Gulliver no iba a ser menos. Muchos de los asideros a los que se aferra para soportar esta vida feroz (o que a lo mejor no lo es tanto), muchas de las excusas, de las mentiras, de los cuentos que, inconsciente, produce y realiza, ya los conoces de hace tiempo, bien porque los hayamos contado aquí, bien porque, observador, los vayas descubriendo en el día a día.
Son detalles privados, compartidos apenas con un reducido grupo de cercanos. Una canción que no suene en la radio, un palacio de escasos metros cuadrados en mitad de un cementerio de coches, que es mitad palacio y mitad cueva, unos andares que terminan contagiados, las distintas maneras de saludarse.
Viene esto a cuento (que posiblemente no venga) por que me acabo de enterar de que la memoria va a capas. Como los subsuelos, como los peinados de las niñas modernas. Como las cebollas. Rebusco entre ellas intentando dejar luego las cosas como estaban. Y hete aquí, claro, que he encontrado, en un lugar no excesivamente recóndito (ay, mis esdrújulas), un recuerdo referido a lo que te estaba contando. Esos lugares comunes que nos buscamos los próximos, los cercanos.
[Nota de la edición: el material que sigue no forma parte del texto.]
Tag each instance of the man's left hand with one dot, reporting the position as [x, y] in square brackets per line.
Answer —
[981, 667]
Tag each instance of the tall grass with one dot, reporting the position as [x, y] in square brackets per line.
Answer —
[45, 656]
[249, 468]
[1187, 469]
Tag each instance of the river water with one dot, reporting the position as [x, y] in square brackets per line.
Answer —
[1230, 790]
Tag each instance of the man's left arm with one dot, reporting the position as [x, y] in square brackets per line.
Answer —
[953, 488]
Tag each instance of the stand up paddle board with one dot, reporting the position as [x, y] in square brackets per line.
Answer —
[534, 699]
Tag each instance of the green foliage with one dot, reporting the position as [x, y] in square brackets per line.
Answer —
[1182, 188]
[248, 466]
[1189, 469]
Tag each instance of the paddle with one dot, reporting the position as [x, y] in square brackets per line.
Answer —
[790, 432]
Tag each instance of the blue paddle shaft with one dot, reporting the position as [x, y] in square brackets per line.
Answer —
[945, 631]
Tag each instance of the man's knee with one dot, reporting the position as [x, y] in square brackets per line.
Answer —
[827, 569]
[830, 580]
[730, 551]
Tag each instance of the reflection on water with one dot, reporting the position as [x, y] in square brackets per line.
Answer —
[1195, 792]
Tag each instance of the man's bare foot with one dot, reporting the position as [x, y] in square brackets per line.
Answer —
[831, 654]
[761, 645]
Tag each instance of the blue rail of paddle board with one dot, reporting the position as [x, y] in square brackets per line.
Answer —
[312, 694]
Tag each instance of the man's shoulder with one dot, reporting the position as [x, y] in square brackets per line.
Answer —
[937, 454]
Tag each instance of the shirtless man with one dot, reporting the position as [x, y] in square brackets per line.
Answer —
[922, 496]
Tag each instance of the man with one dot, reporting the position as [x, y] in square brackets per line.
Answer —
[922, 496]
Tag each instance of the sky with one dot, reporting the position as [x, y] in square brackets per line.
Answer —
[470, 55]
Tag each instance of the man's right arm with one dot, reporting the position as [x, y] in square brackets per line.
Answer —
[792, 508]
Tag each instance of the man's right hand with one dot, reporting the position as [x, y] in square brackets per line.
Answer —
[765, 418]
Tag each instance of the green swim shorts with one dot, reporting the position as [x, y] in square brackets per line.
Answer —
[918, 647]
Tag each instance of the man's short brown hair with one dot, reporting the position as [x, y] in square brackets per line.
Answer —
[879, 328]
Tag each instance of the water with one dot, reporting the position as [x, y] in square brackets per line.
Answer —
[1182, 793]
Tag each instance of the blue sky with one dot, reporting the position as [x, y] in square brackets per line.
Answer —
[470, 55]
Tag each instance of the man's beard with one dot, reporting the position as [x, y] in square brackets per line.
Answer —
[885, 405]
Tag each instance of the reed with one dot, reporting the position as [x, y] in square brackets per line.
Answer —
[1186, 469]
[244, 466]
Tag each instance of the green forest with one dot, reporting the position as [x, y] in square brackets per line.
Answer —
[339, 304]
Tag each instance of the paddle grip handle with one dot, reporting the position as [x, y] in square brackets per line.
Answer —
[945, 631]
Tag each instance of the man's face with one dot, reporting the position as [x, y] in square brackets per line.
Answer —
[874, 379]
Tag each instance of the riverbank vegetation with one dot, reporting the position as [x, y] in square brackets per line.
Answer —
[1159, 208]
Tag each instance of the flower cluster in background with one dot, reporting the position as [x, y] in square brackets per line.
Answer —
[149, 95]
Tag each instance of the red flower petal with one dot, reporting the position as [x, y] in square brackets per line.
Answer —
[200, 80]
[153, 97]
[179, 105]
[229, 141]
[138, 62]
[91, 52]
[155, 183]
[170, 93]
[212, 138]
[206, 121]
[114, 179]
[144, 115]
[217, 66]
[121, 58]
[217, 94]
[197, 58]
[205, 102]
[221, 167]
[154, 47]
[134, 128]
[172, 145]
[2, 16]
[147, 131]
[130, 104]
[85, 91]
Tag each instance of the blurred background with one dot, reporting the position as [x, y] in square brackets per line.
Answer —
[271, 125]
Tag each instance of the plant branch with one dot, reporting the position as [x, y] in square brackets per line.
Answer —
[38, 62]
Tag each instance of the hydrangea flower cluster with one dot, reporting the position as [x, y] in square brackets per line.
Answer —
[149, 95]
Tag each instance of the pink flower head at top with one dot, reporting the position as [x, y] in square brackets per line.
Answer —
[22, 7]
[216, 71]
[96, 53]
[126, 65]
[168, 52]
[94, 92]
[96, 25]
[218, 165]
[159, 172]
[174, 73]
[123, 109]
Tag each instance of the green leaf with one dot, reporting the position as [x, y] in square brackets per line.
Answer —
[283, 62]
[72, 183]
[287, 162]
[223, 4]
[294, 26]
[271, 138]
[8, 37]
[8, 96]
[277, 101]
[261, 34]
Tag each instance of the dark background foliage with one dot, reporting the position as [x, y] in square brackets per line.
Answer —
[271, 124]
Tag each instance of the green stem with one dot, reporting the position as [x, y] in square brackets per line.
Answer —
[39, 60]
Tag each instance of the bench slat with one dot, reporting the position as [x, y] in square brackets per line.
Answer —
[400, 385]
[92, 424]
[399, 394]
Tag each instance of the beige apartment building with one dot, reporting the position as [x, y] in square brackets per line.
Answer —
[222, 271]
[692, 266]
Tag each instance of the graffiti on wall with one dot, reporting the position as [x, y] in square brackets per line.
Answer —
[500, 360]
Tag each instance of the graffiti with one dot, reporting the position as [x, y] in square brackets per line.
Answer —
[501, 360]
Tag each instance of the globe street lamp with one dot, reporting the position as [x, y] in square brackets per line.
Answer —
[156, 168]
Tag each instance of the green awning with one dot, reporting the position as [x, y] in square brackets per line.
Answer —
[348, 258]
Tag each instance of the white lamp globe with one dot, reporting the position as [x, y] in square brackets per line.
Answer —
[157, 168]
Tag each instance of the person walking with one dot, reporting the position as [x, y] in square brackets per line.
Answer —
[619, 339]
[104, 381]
Primeros años del bachilletaro, no puedo precisar más. Clase con el Carpin, pobre desgraciado. Alguien, me suena que Pedro Simón, alto, rubio, desgarbado, todo lo contrario a un apostol o un pescador, con nariz a juego y un humor bestia y sibilino, en mitad de una explicación en la que el profesor escribe con esmero y letra de jesuitas en la pizarra, alguien, quiza Pedro Simón, gangosea su voz, la nasaliza y sube unos todos para disimularla, y dice "maato". Por contagio, otro compañero suelta, con igual voz, "chiiifi". El Carpin se da la vuelta con escasa curiosidad pero pronto nos vuelve a dar la espalda y continúa con su perorata. Y así empezó que nos pasamos el año con los chifis y los matos, cada uno diferente al anterior, con distinta larguza, con otra entonación. Los profesores estaban hartos pero no acababan de reconocerlo ante nosotros.
Y sí, llegó el día en que a E. le había salido todo mal. No era difícil que ocurriese porque E. era exigente consigo mismo. El número uno indiscutible en todo lo curricular, era (como dicen ahora) un pringao. No era raro que cualquier nimiedad le amargase la vida, pero ese día habían llovido (sus pequeños desastres) a calderadas. Y estaba harto. Así que, sin venir mucho a cuenta, soltó un mato en exceso gritado y en un tono de voz que solo podía ser el suyo. Su primer y único mato entre los miles, los millones de matos y de chifis que habían poblado a lo largo y a lo ancho todo un curso escolar.
El pobre, se cayó con todo el equipo.